Deep residential retrofits. Viewed strictly as climate mitigation, deep residential retrofits cost more than the capacity investments they avoid. Unless and until the retrofit industry can come up with technological and business practices that cut the cost of deep retrofits by 50% or more, our strategy for new and existing buildings must focus on affordability, electrification and resilience to extreme weather. 

Public transit megaprojects. Public transit is an essential component of a highly functional modern urban community, but it is a slow, expensive and relatively ineffective approach to driving down emissions; it didn’t make the cut in our capital budget for responding to the climate emergency

Nuclear power generation. New nuclear capacity drives up the overall cost of decarbonization, even after allowing for the lower investment in renewables and transmission infrastructure it facilitates, so it did not make the cut either. 

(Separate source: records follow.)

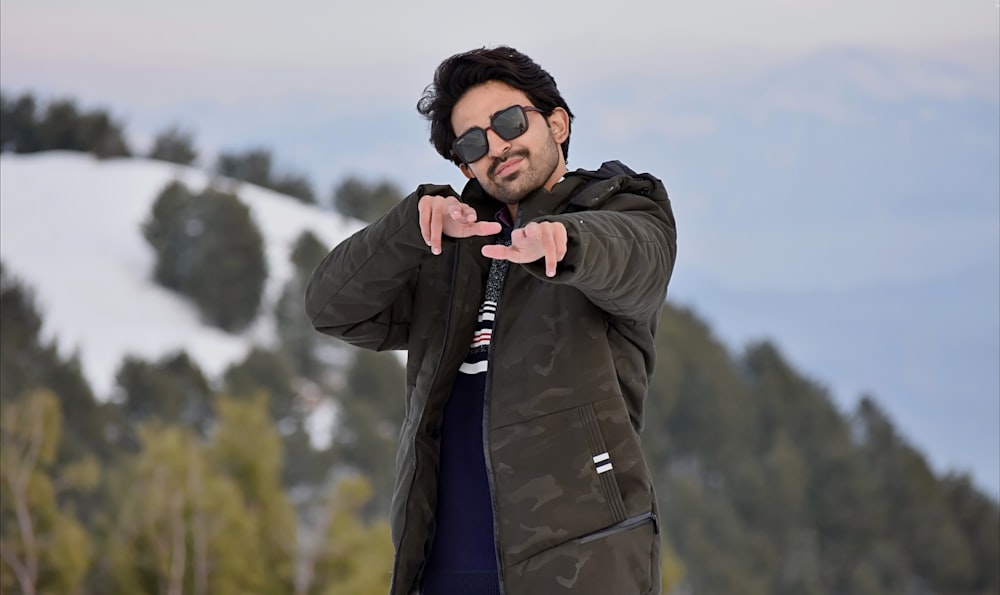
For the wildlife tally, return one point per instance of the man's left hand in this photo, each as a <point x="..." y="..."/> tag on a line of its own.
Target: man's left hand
<point x="531" y="242"/>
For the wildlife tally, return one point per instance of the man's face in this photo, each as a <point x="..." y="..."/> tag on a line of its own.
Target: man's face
<point x="511" y="169"/>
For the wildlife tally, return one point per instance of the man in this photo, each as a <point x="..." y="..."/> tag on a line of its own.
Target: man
<point x="528" y="306"/>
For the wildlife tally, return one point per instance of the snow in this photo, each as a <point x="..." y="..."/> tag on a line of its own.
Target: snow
<point x="71" y="229"/>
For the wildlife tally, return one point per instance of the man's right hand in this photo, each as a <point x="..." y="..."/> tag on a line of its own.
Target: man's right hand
<point x="448" y="216"/>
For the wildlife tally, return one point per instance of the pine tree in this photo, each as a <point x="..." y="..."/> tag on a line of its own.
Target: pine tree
<point x="174" y="145"/>
<point x="43" y="548"/>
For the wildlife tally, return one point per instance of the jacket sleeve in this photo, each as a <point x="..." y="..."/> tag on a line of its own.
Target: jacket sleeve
<point x="362" y="292"/>
<point x="620" y="256"/>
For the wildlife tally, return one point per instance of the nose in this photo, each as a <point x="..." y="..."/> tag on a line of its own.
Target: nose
<point x="498" y="146"/>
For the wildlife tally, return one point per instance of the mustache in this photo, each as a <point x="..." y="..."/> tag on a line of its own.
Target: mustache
<point x="498" y="162"/>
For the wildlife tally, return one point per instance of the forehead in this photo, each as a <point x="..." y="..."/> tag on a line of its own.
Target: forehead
<point x="481" y="102"/>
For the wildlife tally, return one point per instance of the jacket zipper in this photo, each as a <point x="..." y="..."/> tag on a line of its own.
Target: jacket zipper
<point x="416" y="460"/>
<point x="486" y="421"/>
<point x="620" y="527"/>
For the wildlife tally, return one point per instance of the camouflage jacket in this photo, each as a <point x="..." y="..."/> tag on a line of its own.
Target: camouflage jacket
<point x="574" y="506"/>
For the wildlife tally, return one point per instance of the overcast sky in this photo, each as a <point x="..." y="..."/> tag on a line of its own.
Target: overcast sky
<point x="358" y="53"/>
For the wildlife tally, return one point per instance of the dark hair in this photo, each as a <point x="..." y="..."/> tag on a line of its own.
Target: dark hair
<point x="461" y="72"/>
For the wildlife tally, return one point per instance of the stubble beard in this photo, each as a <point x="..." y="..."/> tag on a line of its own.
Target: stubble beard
<point x="518" y="185"/>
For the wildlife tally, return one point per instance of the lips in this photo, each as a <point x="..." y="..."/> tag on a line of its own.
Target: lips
<point x="508" y="166"/>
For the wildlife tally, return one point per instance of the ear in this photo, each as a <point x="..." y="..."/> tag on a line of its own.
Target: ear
<point x="559" y="124"/>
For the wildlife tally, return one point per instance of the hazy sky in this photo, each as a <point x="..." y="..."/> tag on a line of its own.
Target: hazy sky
<point x="360" y="53"/>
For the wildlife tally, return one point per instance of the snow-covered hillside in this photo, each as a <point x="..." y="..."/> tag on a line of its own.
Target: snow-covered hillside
<point x="70" y="227"/>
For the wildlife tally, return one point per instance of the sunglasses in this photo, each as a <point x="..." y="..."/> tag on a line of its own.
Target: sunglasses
<point x="508" y="123"/>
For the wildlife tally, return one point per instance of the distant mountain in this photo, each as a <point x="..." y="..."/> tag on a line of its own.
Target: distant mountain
<point x="70" y="226"/>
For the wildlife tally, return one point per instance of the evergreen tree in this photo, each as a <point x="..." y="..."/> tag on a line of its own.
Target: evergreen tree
<point x="173" y="390"/>
<point x="172" y="231"/>
<point x="18" y="124"/>
<point x="230" y="269"/>
<point x="255" y="468"/>
<point x="252" y="165"/>
<point x="174" y="145"/>
<point x="101" y="135"/>
<point x="27" y="363"/>
<point x="59" y="127"/>
<point x="209" y="248"/>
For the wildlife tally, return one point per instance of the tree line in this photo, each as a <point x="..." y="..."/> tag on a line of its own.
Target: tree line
<point x="29" y="125"/>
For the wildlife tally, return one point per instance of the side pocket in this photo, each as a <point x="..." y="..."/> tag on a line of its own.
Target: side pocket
<point x="621" y="527"/>
<point x="603" y="463"/>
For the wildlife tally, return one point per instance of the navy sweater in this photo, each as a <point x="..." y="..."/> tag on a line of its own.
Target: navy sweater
<point x="463" y="559"/>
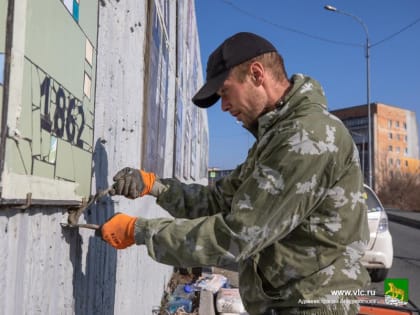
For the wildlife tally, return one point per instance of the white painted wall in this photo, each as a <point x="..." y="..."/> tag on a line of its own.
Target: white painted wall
<point x="48" y="270"/>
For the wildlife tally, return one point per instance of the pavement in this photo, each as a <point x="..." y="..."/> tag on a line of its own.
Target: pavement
<point x="409" y="218"/>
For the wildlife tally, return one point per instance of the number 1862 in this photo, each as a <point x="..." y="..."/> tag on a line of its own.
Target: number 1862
<point x="68" y="120"/>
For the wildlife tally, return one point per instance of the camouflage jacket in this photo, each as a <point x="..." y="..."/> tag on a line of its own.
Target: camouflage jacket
<point x="292" y="215"/>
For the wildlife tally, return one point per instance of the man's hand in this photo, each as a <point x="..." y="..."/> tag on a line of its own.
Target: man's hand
<point x="132" y="183"/>
<point x="118" y="231"/>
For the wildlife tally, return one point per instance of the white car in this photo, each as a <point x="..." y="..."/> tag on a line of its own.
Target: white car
<point x="379" y="253"/>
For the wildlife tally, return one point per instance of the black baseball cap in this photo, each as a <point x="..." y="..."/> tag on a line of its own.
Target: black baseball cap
<point x="232" y="52"/>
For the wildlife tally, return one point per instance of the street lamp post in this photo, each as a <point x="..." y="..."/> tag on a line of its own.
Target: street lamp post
<point x="367" y="47"/>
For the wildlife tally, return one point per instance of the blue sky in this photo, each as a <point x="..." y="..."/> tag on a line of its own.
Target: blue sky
<point x="324" y="45"/>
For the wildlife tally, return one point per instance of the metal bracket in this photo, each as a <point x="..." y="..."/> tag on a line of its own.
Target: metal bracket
<point x="28" y="202"/>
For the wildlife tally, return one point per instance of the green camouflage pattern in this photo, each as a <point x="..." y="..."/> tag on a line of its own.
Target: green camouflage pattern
<point x="292" y="216"/>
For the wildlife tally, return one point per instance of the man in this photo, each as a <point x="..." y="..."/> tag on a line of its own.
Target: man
<point x="292" y="215"/>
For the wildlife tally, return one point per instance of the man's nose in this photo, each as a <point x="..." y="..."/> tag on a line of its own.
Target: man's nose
<point x="225" y="104"/>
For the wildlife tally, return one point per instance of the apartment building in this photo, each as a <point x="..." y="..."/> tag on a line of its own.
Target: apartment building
<point x="395" y="143"/>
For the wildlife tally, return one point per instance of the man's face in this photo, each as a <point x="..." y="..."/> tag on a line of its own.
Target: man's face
<point x="243" y="100"/>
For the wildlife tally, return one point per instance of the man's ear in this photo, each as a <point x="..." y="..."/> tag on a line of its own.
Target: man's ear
<point x="257" y="72"/>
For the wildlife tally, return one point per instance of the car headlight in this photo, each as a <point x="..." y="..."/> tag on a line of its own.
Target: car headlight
<point x="383" y="223"/>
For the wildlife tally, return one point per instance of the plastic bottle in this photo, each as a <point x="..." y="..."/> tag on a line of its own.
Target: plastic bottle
<point x="182" y="297"/>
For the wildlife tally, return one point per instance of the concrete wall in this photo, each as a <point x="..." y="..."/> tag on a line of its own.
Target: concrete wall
<point x="49" y="270"/>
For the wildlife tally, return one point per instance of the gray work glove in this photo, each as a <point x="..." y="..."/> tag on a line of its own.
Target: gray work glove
<point x="128" y="182"/>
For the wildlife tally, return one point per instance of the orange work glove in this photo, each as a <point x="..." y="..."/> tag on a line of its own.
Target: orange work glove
<point x="132" y="183"/>
<point x="118" y="231"/>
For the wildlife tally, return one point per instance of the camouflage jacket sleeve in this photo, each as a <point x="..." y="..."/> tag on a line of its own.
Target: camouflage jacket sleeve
<point x="193" y="200"/>
<point x="284" y="178"/>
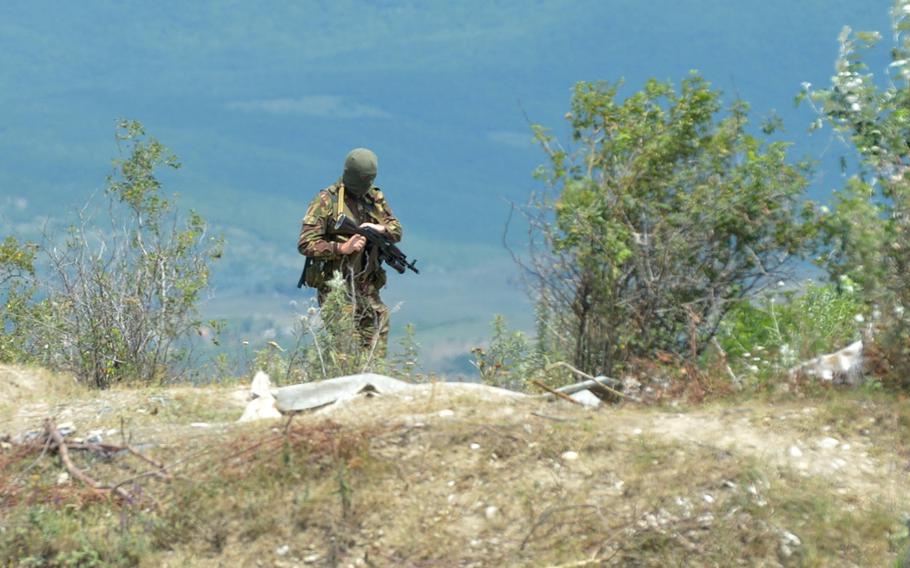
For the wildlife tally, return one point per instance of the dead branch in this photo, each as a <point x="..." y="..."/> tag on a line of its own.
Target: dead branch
<point x="60" y="445"/>
<point x="554" y="392"/>
<point x="596" y="380"/>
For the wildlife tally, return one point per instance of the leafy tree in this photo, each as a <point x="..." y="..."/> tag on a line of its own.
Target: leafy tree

When we include these options, the capital requirements increase to more than $2.3 trillion. And it goes without saying that we should be past the point where investments in the production and use of fossil fuels should still be happening. Such investments are antithetical to an emergency response to climate change. They lock in fossil fuel dependence and draw capital away from urgently needed options that can make a positive difference. They literally add fuel to the fire and when favoured provide a strong indication that climate denial 2.0 is afoot.

It’s choosing time.

Ralph Torrie is director of research at Corporate Knights.